Waymo Hits a Major Milestone

May 20, 2024
Waymo Hits a Major Milestone

You’ve probably never seen one of the Waymo self-driving cars in action.

That is, unless you live in Los Angeles, Phoenix, San Francisco, or Austin.

Waymo Self-Driving Car
Source: Waymo

They’re not very attractive to look at, with all of the self-driving gear packed onto and around the car.

But they’re fantastic to ride in.

As a self-driving ride-hailing service, they are the ultimate last step in removing friction in the transaction — the human.

For those of us that have been frequent users of ride hailing services, you’ll know what that friction looks like.

How many times has the Uber or Lyft driver texted us to let us know that they don’t want the ride? It’s too short. Or too far away. Or in the wrong direction. And we’re asked to cancel the ride.

Or we don’t like the music being played. Or the driver is talking on the phone loudly. Or the car is too hot or too cold. Or it smells so strongly of air freshener, it gives you a migraine. Or one of my favorites, the driver was playing Pokémon Go while driving (note: that was not a safe ride).

Self-driving ride hailing services remove all of that “friction,” improve safety, improve quality of service, and ultimately reduce costs for consumers.

This is a radical change in public transportation that is happening right now, which is why we’ve been tracking the progress of Waymo.

And the Waymo division of Alphabet just had a big week last week.

50,000 Paid Trips a Week

Last week, Waymo announced that it is now providing more than 50,000 paid trips every week across three cities (note: Austin hasn’t yet commercially launched).

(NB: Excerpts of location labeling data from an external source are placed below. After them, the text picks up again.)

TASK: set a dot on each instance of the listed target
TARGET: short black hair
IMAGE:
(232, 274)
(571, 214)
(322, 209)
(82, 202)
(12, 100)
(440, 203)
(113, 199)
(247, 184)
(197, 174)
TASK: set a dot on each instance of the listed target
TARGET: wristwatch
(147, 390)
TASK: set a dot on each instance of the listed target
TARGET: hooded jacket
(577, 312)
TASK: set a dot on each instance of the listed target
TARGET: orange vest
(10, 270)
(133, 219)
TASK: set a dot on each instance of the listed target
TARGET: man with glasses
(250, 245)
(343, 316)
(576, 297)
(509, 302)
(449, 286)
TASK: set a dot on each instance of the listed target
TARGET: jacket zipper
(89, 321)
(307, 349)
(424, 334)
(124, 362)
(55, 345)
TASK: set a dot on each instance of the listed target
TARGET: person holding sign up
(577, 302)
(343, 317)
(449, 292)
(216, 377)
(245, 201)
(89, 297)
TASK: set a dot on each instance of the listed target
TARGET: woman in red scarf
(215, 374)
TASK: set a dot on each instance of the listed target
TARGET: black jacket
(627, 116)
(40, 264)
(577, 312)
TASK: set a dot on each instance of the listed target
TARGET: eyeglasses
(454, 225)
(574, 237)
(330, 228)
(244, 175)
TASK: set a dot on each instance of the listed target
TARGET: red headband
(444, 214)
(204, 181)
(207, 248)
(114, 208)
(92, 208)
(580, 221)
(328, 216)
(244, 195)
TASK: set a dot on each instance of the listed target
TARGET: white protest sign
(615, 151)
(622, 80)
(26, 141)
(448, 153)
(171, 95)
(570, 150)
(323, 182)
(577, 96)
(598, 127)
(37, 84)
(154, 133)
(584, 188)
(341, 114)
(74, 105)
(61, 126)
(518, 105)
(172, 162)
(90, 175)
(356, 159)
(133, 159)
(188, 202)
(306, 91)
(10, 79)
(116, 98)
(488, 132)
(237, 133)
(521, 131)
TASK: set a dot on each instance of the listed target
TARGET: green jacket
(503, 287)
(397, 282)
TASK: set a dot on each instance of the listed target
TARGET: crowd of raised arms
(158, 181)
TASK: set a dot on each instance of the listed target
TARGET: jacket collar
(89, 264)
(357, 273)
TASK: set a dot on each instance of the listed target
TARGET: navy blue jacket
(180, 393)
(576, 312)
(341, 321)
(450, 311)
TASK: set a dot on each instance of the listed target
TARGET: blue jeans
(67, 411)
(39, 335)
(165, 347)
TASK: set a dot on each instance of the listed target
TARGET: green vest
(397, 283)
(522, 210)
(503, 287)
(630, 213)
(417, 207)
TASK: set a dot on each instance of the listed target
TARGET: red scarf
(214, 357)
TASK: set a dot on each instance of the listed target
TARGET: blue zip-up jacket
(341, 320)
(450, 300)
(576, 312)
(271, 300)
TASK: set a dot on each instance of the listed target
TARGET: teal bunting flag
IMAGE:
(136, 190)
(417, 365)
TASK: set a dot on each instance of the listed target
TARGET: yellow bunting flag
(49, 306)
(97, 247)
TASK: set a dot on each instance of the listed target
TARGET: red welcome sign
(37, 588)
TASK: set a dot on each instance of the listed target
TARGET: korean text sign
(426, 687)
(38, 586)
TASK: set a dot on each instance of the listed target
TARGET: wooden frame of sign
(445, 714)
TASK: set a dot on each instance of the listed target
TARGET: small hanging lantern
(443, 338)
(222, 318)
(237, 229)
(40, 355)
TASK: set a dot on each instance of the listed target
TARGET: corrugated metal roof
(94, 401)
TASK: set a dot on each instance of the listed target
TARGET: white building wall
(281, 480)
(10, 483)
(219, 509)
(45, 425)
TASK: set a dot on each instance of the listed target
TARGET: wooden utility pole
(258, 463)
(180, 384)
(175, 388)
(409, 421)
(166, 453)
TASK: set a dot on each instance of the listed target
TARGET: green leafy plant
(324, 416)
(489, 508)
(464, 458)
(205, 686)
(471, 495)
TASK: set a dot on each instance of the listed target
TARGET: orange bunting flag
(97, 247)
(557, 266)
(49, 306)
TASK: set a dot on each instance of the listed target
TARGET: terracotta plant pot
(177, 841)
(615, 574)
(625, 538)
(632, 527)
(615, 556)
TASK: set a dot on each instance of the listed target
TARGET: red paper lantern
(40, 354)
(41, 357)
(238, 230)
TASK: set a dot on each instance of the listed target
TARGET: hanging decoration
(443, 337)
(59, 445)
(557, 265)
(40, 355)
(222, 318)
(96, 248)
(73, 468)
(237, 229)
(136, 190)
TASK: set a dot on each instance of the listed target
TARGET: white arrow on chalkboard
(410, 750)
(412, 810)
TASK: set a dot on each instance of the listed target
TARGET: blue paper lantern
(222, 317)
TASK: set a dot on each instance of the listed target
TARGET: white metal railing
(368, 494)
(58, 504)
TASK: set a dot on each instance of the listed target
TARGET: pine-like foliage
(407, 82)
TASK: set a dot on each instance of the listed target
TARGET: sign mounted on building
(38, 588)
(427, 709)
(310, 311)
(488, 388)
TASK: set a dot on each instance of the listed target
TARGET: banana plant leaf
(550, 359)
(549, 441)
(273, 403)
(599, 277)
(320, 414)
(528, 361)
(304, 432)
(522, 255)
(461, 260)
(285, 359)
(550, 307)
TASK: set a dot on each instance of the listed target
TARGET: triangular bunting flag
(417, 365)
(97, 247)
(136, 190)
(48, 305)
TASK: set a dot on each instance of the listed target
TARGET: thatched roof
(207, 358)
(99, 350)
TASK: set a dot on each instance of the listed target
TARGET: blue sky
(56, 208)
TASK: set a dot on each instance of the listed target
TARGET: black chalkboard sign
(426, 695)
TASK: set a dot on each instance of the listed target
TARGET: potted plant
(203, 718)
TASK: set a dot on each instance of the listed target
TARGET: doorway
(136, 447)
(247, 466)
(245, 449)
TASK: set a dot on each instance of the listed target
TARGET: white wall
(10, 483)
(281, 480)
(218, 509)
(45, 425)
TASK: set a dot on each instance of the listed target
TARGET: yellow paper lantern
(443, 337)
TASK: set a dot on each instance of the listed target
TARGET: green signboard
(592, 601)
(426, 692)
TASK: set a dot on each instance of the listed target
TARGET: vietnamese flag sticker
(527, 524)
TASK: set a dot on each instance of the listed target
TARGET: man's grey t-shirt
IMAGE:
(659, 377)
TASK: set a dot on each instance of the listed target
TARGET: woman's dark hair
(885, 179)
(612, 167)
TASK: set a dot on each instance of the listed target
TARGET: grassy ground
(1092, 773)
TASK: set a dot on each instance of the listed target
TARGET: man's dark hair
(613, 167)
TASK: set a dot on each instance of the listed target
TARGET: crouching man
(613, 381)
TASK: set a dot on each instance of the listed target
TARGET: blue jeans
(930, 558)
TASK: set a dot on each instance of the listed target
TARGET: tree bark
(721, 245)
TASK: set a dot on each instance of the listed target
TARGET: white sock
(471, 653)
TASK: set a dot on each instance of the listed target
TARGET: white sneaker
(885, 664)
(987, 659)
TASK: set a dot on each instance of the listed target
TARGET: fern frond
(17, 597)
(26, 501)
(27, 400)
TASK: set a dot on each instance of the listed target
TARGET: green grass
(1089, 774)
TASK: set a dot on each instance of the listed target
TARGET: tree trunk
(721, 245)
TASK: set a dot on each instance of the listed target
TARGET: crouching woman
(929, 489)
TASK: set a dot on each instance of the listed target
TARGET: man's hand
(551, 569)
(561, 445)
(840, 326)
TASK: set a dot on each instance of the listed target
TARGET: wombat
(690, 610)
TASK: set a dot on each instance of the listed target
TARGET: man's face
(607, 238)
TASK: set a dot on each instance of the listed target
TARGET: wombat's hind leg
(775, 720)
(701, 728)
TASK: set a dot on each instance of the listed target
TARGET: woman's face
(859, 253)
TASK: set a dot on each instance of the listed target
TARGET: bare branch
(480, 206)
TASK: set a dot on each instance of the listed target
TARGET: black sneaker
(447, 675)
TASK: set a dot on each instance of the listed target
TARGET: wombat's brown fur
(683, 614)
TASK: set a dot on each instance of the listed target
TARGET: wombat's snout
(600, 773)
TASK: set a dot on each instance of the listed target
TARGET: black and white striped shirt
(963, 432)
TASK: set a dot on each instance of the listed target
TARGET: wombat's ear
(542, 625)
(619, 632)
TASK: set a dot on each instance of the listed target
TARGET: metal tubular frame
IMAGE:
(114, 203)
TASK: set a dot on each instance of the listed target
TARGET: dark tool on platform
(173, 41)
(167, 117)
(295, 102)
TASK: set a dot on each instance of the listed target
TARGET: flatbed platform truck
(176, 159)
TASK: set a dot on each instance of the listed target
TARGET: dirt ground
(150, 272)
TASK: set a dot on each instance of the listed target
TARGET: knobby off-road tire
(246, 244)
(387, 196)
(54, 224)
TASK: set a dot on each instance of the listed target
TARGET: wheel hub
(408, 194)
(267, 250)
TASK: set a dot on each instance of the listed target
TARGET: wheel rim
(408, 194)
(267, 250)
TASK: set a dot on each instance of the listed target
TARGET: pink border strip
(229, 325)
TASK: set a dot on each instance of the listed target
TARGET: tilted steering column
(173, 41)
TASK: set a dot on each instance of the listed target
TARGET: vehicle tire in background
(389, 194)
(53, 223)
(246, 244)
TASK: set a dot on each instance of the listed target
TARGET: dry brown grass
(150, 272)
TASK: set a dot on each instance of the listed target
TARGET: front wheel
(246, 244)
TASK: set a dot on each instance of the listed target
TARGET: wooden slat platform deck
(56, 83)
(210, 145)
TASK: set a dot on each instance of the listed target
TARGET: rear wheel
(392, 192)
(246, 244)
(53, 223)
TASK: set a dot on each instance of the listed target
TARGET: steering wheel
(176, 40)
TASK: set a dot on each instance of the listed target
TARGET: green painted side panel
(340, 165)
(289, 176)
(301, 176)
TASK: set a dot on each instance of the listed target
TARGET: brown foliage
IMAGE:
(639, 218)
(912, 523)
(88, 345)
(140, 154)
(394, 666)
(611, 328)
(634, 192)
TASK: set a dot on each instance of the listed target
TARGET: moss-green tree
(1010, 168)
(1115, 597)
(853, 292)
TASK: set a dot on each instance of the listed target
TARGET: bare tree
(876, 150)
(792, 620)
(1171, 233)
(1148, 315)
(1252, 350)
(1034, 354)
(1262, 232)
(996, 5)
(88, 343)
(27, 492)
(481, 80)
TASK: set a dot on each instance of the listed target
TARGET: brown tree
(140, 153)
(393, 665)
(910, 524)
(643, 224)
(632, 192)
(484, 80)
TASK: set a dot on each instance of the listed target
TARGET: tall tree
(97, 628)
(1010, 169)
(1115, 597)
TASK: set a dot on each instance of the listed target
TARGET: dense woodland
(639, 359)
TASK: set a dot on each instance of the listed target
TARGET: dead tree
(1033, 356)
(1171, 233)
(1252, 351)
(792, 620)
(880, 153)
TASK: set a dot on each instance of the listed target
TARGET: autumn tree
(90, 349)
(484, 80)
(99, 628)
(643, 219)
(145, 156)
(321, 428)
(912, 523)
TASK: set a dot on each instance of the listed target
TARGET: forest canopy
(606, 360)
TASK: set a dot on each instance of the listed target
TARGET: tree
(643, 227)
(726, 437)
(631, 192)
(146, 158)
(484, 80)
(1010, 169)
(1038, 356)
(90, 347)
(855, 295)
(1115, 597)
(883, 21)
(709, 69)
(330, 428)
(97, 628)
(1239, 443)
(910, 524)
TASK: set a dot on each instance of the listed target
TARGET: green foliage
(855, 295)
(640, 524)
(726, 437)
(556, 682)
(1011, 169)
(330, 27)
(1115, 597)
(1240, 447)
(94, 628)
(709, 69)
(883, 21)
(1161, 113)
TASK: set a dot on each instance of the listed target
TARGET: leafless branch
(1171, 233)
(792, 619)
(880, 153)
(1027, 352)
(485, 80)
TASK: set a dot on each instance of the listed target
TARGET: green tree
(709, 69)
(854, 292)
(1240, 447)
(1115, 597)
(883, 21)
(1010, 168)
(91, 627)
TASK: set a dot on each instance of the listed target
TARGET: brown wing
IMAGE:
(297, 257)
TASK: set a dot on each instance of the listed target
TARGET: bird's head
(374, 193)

That may sound like a lot. And it is. But it is only a drop in the bucket for the ride sharing industry.

Uber provides about 28 million rides a day on average. And Lyft provides around 2 million rides a day. Waymo has a long way to go before it hits 1 million rides a month, let alone a day.

Waymo’s biggest challenge in autonomous driving is the difficulty that it has in scaling its technology to new cities.

Due to its software design, Waymo has to first create extremely detailed maps of every street in an area where Waymo wants to deploy its technology.

It has human drivers drive Waymo test vehicles loaded with LIDAR, radar, and cameras that capture an incredible amount of information about every millimeter the car covers.

In doing so, it creates somewhat of a memory of the service area.

Lidar Waymo
Source: Waymo

Once this information is captured, it’s used to train the self-driving software and prepare for further testing in the field under the supervision of human drivers.

It is a slow, time-consuming, and expensive process. That’s why after about 13 years of development, Waymo is only commercially operating in three cities (Phoenix, Los Angeles, and San Francisco) and testing in a fourth (Austin).

But those deployments aren’t even covering a greater metropolitan area. They are geofenced. And they tend to be rolled out in segments, as the data collection and training increase.

As an example, below is how Waymo has been rolling out in Los Angeles starting in the Santa Monica area and moving east.

Waymo Rollout
Source: Waymo

And what about riders that need to get from Santa Monica to Long Beach? Right now, you’re out of luck.

My comments aren’t meant to be overly critical. The technology is still impressive. And like Tesla, Waymo has been able to document an 85% reduction in injury-causing crash rates compared to human drivers.

But taking this approach will take forever to enable national coverage. Forever.

In stark contrast is Tesla, which just isn’t getting much press coverage at all regarding its latest breakthroughs in self-driving technology (FSD).

FSD: Designed to “See”

Last month, Tesla eclipsed 1.3 billion driven miles using its full self-driving software.

Tesla FSD Miles Driven
Source: Tesla

The latest release of its FSD software, version 12 and its derivatives, has definitely accelerated the exponential use of Tesla’s self-driving technology.

On average, Tesla owners, who have FSD, are having their cars drive about 15 million miles a day. For perspective, Tesla cars drive themselves more in a day than Waymo’s cumulative totals.

And Tesla is adding on about 1 billion miles driven about every 68 days at this pace. Using some rough calculations, Tesla will add between 3.5 and 4 billion additional self-driving miles between now and the end of this year, putting its total FSD miles well above 5 billion by the New Year.

The key point for us to remember is that every FSD mile driven is used for training data for Tesla’s self-driving software. And Tesla’s self-driving software is built on neural network technology with only cameras for vision. It is designed to “see” what we see, only in 360 degrees around the car in real-time, and up to a range of 250 meters beyond the car.

That’s why this technology is safer than human drivers. Humans have a reduced field of vision. We can’t see everything around the car at the same time. And we get tired and distracted easily.

No other company in the world is collecting and training on the scale of Tesla. And the significance of its approach enables its vehicles to drive on any road at any time. There is no geofencing.

And the way we can think about the exponential growth of FSD miles driven is as an accelerant to full Level 5 autonomy.

But not just for passenger cars, trucks, or semis…

For any kind of robotics device that needs to navigate the real world.